Clone wiki

oshajava / Specifications

OshaJava Specifications

For now, see our OOPSLA 2010 paper, Composable Specifications for Structured Shared-Memory Communication. However, several improvements to the tool and the annotation system have been made since publication, making it easier to write the same specification using fewer annotations.

Modules: Delimiting Layered Communication Abstractions

When one thread writes a value to a memory location and a second thread later reads that value from that location, we say that the two threads communicate. What this means in terms of methods communicating is a little more subtel.
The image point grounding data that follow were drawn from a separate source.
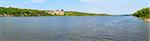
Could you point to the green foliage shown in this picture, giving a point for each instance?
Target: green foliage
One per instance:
(143, 13)
(10, 11)
(22, 12)
(71, 13)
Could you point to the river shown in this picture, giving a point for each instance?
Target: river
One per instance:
(73, 28)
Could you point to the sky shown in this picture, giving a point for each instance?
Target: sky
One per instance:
(114, 7)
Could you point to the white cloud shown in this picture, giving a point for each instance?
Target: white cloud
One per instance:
(35, 1)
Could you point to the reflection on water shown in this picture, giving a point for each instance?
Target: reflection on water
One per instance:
(60, 28)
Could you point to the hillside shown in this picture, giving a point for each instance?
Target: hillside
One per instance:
(11, 11)
(143, 13)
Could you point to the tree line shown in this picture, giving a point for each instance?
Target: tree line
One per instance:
(11, 11)
(143, 13)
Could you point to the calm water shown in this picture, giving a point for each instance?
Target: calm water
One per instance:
(65, 28)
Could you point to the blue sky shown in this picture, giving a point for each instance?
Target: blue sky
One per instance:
(115, 7)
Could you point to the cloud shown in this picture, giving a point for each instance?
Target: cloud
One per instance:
(35, 1)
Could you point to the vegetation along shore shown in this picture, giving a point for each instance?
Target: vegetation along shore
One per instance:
(11, 11)
(143, 14)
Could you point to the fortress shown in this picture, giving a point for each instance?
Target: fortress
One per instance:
(56, 12)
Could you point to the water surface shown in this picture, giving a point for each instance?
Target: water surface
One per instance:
(67, 28)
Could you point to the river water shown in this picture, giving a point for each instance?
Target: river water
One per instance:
(73, 28)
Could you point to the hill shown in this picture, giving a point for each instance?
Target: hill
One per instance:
(11, 11)
(143, 13)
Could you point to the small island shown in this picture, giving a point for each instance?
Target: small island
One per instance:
(11, 11)
(143, 14)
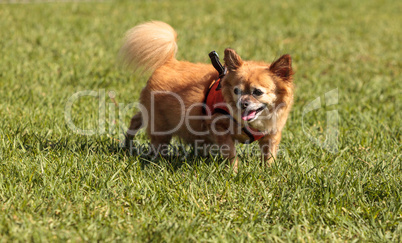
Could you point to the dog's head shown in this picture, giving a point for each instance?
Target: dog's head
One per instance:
(258, 93)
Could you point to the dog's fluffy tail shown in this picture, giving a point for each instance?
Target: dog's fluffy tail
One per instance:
(148, 46)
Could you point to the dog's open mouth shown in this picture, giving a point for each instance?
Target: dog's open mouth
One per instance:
(250, 115)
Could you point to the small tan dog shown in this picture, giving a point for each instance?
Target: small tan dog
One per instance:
(176, 100)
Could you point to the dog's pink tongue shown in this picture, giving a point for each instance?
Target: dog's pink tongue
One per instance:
(248, 116)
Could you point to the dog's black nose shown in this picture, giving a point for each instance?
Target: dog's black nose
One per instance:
(245, 104)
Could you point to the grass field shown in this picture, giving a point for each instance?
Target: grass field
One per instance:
(57, 184)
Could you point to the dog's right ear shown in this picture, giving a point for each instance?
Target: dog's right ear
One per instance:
(232, 60)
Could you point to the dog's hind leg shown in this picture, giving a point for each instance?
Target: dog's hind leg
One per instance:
(136, 124)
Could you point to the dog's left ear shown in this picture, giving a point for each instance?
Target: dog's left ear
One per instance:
(283, 67)
(232, 59)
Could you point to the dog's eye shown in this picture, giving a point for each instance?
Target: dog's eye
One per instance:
(257, 92)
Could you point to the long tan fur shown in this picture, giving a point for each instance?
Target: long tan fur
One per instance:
(173, 96)
(148, 46)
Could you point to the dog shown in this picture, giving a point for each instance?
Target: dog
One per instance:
(256, 97)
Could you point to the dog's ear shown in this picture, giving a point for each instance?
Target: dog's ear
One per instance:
(282, 67)
(232, 60)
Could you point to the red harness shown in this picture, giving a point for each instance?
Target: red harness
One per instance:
(215, 102)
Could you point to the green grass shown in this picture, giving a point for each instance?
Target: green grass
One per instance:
(56, 184)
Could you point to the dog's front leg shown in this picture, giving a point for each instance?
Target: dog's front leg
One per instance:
(269, 147)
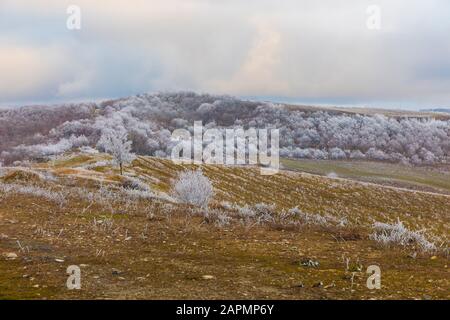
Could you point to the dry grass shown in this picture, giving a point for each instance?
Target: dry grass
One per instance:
(134, 246)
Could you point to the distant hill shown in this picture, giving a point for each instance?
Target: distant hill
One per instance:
(445, 110)
(35, 133)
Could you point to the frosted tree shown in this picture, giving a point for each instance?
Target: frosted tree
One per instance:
(194, 188)
(116, 143)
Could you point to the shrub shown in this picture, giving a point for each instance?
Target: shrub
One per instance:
(194, 188)
(397, 234)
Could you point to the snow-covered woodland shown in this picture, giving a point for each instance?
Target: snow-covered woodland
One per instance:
(34, 133)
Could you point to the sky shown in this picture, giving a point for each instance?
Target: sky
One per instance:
(327, 52)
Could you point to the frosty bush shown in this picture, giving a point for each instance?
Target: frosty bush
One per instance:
(116, 143)
(57, 197)
(194, 188)
(397, 234)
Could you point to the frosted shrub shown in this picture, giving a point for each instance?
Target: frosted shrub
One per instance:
(53, 196)
(116, 143)
(194, 188)
(264, 212)
(135, 184)
(295, 215)
(397, 234)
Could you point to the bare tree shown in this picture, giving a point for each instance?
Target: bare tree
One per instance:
(194, 188)
(116, 143)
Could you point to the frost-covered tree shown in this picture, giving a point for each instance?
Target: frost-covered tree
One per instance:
(116, 143)
(193, 187)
Consider this producer-consumer pipeline implementation backed by a bounded buffer, where many producer threads call produce and many consumer threads call consume.

pipeline/ItemProcessingPipeline.java:

package pipeline;
import buffer.BoundedBuffer;
class ItemProcessingPipeline {
	BoundedBuffer pipe = new BoundedBuffer();

	// Called by producer threads
	void produce() {
    	...;  pipe.enqueue(...);  ...
	}

	// Called by consumer threads
	void consume() {
    	...;  ... = pipe.dequeue();  ...
	}
}

buffer/BoundedBuffer.java:

package buffer;
public class BoundedBuffer {
	Item[] buffer = new Item[10];
	int size = 0;
	...

	public synchronized void enqueue(Item i) {
		while (size == buffer.length) wait();
		buffer[...] = i;
		size++;
		notifyAll();
	}

	public synchronized Item dequeue() {
		while (size == 0) wait();
		size--;
		notifyAll();
		return buffer[...];
	}
}

When writes by one thread in enqueue communicate to reads in another thread in dequeue, it makes sense to say that enqueue is communicating to dequeue. However, at the pipeline level it also makes sense to say that produce communicates to consume, because produce called enqueue, which communicated to dequeue, called by consume. We clearly think about this communication in terms of layers of abstraction, which are visible when we compare the call stacks of the two threads from the above example at the time of their communicating access:

Thread 1:     | Thread 2:
--------------|---------------
produce ->    | consume ->      }-- pipeline
  enqueue ->  |   dequeue ->    }-- buffer
    write     |      read       }-- memory
  • At the bottom level, a memory write operation communicates to a memory read operation in another thread.
  • At the next level, the enqueue method, which performs the write operation, communicates to the dequeue method, which performs the read operation.
  • At the highest level of abstraction, the produce method, which called the enqueue method, communicates to the consume method, which called the dequeue method.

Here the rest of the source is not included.